Sunday, February 1, 2009

the design process

The design process below is specific to our own basement, but may be used as a general guideline for any project.

First, we established and prioritized our goals (or scope or program) for the project. This ensured focus during design and discouraged scope creep. Our goals were simple: we wanted two bedrooms, a family room, one full bath, finished laundry room, wine cellar, wet bar and unfinished storage. We did not want the spaces to feel like they were in the basement, so natural light and air, quality materials and detailing were important. We intended to stay in the house well-after the remodel, and viewed the project as a long-term investment. We would live in the house while the construction took place. The project needed to be code-compliant and city-permitted.

Second, we had in mind a budget, or an amount of what we wanted to invest. The budget flexed during design as options came and went. The budget informs what is possible, the level of finishes and attention to detail, and refines the project scope. If you intend on staying in your home for a long time (i.e. at least ten years) and your budget does not allow for the entire project scope to be executed at one time, consider phasing the project into manageable chunks or wait until you have enough funds. In this type of scenario, any remodeling should be viewed as a long-term investment; the worst thing would be to cheap out in order to do the whole project and then be unhappy with the design or material palette.

Third, we measured the entire house, top to bottom, inside and out (see above). This included all site elements, secondary structures and utilities. From this data, I produced the as-built drawings (see below); that is, the plans and elevations of the house and property as they stood before any work was done.

Fourth, I laid out several schematic options investigating how the rooms might fit in the given space. I used the structural bays, existing window locations, chimneys and utilities to define and locate the different spaces, and the layout easily fell into place. In general, it’s best to create simple spaces with a logical flow.

To make the most of the natural light, the bedrooms were located to the south at the existing windows. A single “wet zone” was created by stacking the baths, then placing the laundry and wet bar close by. To avoid large thermal swings, the wine cellar was not positioned at an exterior wall but at the interior.

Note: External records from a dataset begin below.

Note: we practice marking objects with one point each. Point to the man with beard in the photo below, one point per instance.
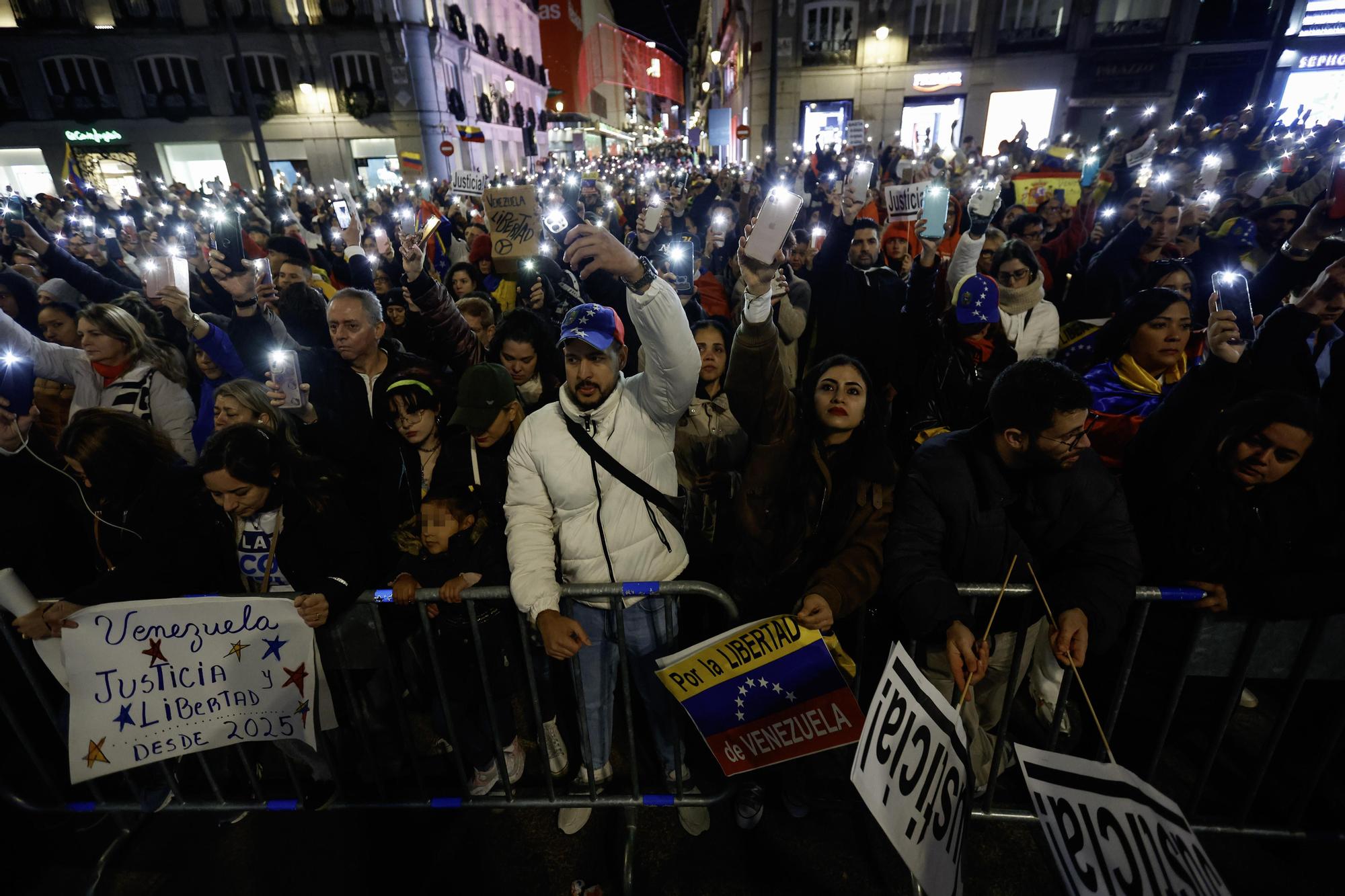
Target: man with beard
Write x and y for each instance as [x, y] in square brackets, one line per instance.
[1023, 483]
[566, 507]
[859, 311]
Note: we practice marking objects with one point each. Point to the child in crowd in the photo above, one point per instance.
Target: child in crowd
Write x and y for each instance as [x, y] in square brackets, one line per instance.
[457, 549]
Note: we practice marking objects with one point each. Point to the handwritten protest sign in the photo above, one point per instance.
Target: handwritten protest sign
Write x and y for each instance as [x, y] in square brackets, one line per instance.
[1032, 190]
[765, 693]
[151, 680]
[514, 224]
[905, 200]
[1112, 831]
[470, 184]
[914, 772]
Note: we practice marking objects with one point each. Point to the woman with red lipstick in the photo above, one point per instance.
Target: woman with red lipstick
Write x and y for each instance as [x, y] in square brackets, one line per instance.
[1143, 356]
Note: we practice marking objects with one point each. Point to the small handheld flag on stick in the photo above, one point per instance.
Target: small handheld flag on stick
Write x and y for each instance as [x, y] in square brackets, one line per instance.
[996, 610]
[1071, 658]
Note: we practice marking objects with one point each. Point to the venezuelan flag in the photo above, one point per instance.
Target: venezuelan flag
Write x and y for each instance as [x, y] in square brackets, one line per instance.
[71, 171]
[763, 694]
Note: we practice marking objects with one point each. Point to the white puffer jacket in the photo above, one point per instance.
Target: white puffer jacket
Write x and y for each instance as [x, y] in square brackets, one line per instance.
[551, 478]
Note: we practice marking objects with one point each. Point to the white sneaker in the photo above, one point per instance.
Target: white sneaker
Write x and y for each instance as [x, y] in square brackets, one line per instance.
[556, 754]
[485, 779]
[571, 821]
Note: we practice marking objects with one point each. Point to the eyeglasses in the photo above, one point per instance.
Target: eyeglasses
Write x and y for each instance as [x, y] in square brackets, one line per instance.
[1009, 278]
[1074, 440]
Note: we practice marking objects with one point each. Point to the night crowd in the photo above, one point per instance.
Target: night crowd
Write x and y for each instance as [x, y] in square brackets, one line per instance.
[1124, 380]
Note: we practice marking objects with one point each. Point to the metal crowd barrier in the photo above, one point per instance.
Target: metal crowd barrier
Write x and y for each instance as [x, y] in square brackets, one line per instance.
[227, 780]
[1219, 646]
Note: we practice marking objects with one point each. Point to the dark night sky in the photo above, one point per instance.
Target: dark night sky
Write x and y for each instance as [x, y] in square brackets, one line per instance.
[649, 19]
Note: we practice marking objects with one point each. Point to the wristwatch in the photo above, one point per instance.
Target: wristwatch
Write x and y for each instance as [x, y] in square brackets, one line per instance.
[1296, 255]
[650, 276]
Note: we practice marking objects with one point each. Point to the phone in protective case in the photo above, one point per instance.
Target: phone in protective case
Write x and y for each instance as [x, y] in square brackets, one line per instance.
[1231, 294]
[773, 225]
[227, 239]
[935, 210]
[284, 373]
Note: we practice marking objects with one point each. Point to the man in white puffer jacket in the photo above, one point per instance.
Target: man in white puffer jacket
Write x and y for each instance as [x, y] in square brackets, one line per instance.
[607, 533]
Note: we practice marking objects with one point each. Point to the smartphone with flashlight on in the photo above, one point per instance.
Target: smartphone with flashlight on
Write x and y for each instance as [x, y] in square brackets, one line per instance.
[14, 217]
[653, 213]
[17, 380]
[1338, 190]
[773, 225]
[1231, 294]
[227, 239]
[284, 373]
[934, 209]
[861, 175]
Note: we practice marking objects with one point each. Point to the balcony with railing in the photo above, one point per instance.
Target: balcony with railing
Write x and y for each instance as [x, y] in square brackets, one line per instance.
[145, 14]
[840, 52]
[49, 14]
[946, 44]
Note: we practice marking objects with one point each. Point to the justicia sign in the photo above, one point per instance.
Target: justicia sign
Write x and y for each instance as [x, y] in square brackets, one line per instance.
[93, 136]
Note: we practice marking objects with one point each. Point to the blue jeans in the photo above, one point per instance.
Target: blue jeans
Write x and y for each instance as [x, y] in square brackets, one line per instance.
[648, 638]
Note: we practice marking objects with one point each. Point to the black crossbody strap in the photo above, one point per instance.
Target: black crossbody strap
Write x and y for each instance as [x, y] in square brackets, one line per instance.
[611, 464]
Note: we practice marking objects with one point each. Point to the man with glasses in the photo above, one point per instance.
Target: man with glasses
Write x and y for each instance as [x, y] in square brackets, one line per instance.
[1026, 485]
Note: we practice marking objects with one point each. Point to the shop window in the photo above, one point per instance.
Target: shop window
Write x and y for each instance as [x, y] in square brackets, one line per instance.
[80, 88]
[831, 34]
[942, 28]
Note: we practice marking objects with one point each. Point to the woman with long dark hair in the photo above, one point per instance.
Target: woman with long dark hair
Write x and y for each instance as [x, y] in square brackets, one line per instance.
[1141, 356]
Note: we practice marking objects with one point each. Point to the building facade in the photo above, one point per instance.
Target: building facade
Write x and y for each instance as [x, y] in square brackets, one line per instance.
[930, 72]
[345, 89]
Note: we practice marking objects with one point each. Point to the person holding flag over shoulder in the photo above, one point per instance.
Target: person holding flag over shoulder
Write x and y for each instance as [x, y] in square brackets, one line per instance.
[1026, 483]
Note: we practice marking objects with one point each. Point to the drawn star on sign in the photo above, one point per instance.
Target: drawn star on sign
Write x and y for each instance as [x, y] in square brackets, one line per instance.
[155, 653]
[274, 646]
[95, 754]
[297, 677]
[124, 717]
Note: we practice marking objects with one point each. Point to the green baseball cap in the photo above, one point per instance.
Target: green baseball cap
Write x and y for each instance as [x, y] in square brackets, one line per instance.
[484, 392]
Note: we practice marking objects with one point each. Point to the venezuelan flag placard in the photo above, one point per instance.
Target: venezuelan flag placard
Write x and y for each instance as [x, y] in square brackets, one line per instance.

The unfinished storage went next to the cellar to operate as the thermal sink. At the center of the basement is the family room which functions as the “hub” for all the activities on the lower level. The main issue was the existing stairs; although the width and rise and run were grandfathered in (complied with a previous code), the head height was a bit too low. I reconfigured the stairs and in the process gained more kitchen storage. This layout will go through one more interation before construction.

We discussed the pros and cons of each scheme, then selected the layout we liked best. I refined the design by investigating different details, materials, finishes and fixtures. I visited local showrooms often. I consulted structural engineers, HVAC specialists, carpenters, painters, cabinet makers, metal smiths, stone fabricators, flooring specialists, plumbers, electricians, window and door manufacturers.

Last, I tighten up drawings and specified all details, materials, finishes and fixtures. All site, demolition, framing, finish, mechanical, electrical and plumbing plans, elevations, details, interior elevations and perspectives were drawn and notated. All finish and fixture schedules were completed. The whole design process took 2-1/2 years, worked on at night or on weekends and holidays.

Normally, the design process for a project of this scope would be 4-6 months. Although even this may seem long to some, the time and effort spent thinking through the entire project, selecting all finishes and determining the details before the contractor starts will result in a cheaper, better executed, more refined project with a shorter duration and less headaches. Or at least we hope it will.